Emerging merchants are, understandably, often overwhelmed. Many are frustrated by less than optimal results and missed opportunities.

Most mid-market merchants experience disappointing returns for one or more of the following reasons:

  • Lack of expertise. It is unusual for most merchants outside of the top 1,000 to have both deep and broad in-house capabilities to both functionally and creatively address the many e-commerce disciplines required. Even the most senior ecommerce executive will confess they “don’t know everything.” Merchants relatively new to online commerce also find it difficult — almost impossible — to assess the kinds of expertise and experience needed in order to even hire the right in-house team.

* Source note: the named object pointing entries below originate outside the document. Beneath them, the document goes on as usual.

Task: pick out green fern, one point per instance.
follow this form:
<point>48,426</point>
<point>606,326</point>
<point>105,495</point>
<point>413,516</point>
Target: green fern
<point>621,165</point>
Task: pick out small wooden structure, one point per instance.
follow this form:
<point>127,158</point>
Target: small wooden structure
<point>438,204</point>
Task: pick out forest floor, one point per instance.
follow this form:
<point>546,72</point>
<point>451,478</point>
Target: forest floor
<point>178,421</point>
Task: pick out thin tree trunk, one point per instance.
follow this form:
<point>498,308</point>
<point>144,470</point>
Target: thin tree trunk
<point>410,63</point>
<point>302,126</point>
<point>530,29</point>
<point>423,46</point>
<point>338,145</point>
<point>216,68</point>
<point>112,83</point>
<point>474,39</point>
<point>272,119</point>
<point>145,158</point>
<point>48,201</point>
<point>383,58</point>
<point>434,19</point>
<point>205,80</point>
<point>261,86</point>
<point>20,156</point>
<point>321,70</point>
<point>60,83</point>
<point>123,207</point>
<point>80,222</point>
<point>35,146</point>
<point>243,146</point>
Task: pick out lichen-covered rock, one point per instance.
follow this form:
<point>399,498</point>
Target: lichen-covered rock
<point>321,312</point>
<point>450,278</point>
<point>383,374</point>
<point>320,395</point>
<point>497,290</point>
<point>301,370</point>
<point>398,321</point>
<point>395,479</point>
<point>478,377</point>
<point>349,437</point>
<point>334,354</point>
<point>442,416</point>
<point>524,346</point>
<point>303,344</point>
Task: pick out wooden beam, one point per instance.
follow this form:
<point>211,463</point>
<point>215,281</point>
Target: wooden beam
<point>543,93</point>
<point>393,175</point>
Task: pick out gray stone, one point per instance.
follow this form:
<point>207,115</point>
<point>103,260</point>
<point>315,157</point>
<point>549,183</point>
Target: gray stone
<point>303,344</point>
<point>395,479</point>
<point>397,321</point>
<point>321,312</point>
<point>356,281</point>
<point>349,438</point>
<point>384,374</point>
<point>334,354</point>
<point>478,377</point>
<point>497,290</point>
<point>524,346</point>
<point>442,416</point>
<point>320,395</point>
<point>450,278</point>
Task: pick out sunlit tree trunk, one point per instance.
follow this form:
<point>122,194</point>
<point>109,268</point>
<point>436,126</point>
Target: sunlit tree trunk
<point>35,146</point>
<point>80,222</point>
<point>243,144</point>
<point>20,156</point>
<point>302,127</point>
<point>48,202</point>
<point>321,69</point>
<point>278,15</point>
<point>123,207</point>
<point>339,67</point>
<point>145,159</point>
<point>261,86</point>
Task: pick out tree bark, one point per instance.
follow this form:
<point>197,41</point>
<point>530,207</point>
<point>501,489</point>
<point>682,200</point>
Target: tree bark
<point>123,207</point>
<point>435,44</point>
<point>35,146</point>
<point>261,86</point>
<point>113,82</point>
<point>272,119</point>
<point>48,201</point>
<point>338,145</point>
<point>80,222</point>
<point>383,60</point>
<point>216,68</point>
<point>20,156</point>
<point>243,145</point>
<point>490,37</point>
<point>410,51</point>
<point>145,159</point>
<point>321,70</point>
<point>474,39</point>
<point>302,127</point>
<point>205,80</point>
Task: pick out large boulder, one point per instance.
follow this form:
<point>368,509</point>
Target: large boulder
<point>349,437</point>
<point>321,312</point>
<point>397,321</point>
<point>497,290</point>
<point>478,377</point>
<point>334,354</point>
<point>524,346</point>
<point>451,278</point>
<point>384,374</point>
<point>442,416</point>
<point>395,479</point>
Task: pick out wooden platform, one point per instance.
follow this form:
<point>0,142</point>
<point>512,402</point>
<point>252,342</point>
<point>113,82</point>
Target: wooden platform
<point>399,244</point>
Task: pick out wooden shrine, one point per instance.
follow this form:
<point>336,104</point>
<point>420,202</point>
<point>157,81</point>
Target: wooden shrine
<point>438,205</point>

  • Absence of analytics. Great e-commerce is driven by numbers. Ecommerce provides merchants with information on customer behaviors far beyond the level of data available in a traditional brick-and-mortar environment. Yet, the intelligent analysis of the data is many times outside the native expertise of most merchants. In fact, the biggest missed opportunity for online sellers is the strategic use of data to drive everything from website design to shipping policies.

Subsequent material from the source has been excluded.